Para os atentos, e fortes, não há nada mais explícito do que as ideias de Bethânia. Ora, não nos esqueçamos de que, quando o Congresso lançou a chamada PEC da Bandidagem, o povo brasileiro se ergueu e foi às ruas lutar.
Houve aqueles que sentiram falta da cantora em comícios e trios elétricos. No entanto, naquele domingo em que os brasileiros foram exercer sua pressão pública, Maria Bethânia, em plena turnê de 60 anos de carreira, incluiu, apenas no show daquele dia, a música Fé, versão de IZA.
O refrão não poderia ser mais claro: fé para quem não perde o foco, fé para enfrentar esses “filha” da puta. Bethânia não voltaria a cantar a canção durante o restante da turnê.
Fato é que, quando a estrada Brasil aparece morta, é a força marítima de sua voz que vem nos salvar e saciar. Seus 80 anos chegam tão fortes quanto a grandeza do mar que ela nos canta durante toda a vida.
Parece mesmo que cada um dos elementos da natureza tem uma nítida ligação com sua pessoa. O mar, as profundezas de sua arte, que tem cor de água, transparente, verdadeira e essencial à vida.
O vento, por onde voam as abelhas, o mesmo que eleva seus cabelos quase até encostarem no céu e que assovia a música em seus ouvidos.
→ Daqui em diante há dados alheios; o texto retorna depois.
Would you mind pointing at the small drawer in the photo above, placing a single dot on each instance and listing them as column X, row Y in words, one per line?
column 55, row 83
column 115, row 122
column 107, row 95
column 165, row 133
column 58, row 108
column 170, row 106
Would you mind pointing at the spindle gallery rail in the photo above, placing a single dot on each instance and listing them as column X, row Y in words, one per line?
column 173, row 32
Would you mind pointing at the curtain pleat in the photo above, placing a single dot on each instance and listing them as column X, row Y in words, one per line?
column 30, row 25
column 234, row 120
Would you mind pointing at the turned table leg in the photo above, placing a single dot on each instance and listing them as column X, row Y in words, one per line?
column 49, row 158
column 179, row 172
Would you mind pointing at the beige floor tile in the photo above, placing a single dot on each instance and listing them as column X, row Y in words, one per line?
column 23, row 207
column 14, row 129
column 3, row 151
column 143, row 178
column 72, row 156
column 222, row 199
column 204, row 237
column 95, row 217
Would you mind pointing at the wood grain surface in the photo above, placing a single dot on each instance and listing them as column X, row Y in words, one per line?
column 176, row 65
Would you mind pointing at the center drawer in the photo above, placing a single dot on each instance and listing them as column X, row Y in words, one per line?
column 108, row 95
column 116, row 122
A terra, onde seus pés nus, em realidade, não pisam, mas criam raízes.
Ela agora se torna árvore longeva e frondosa, alimentando-se de luz. O fogo, é claro, habita todos os confins de sua alma, passa fumegando por suas veias até manifestar-se em seus vibratos, que nos queimam e, por isso mesmo, nos tornam vivos.
A força de vida manifesta-se em cada um de seus gestos: a caminhada, o ajeitar dos cabelos, o balançar no fio do chicote-microfone, o riso sensual, a seriedade bruta, o perfeccionismo radical e a mão erguida ao fim de tudo, em contato direto com o céu.
A contagem que agora sai da casa das sete moradas e passa para oito, apesar de mudar muito, não muda tudo. Aos 80 anos, mantém teso o arco da promessa e, mesmo estando nos melhores palcos que uma cantora pode desejar, não é nada além da velha índia que sempre sonhou ser.
É a mesma interiorana que saiu de Santo Amaro da Purificação para fazer seu nome soar vitorioso pelo mundo e através da História. Isso é saber ter o álibi de uma alteza, possuir todos os talismãs do mundo apesar dos ciclos que vão e vêm.
Vale lembrar que Maria Bethânia sempre disse que não é rainha: “a verdadeira rainha está no céu”. Respeitamos a integridade e a fé de Bethânia, mas sabemos que, se há algo de realeza na Terra, de manifestação realmente divina, esse algo está presente na voz de uma das poucas pessoas no Brasil que podem figurar plenamente na categoria de intérprete. Está na voz da Abelha Rainha.
Porque a força, quando vem da voz de uma pessoa vitoriosa, não importa o passar dos anos, nunca seca. Ao contrário, multiplica-se, faz rios dentro do mar.
Maria Bethânia, que deu voz a Eu e Água e outras tantas canções que deságuam em nossos corações, é uma sereia para além do mito: a tua presença canta para revelar.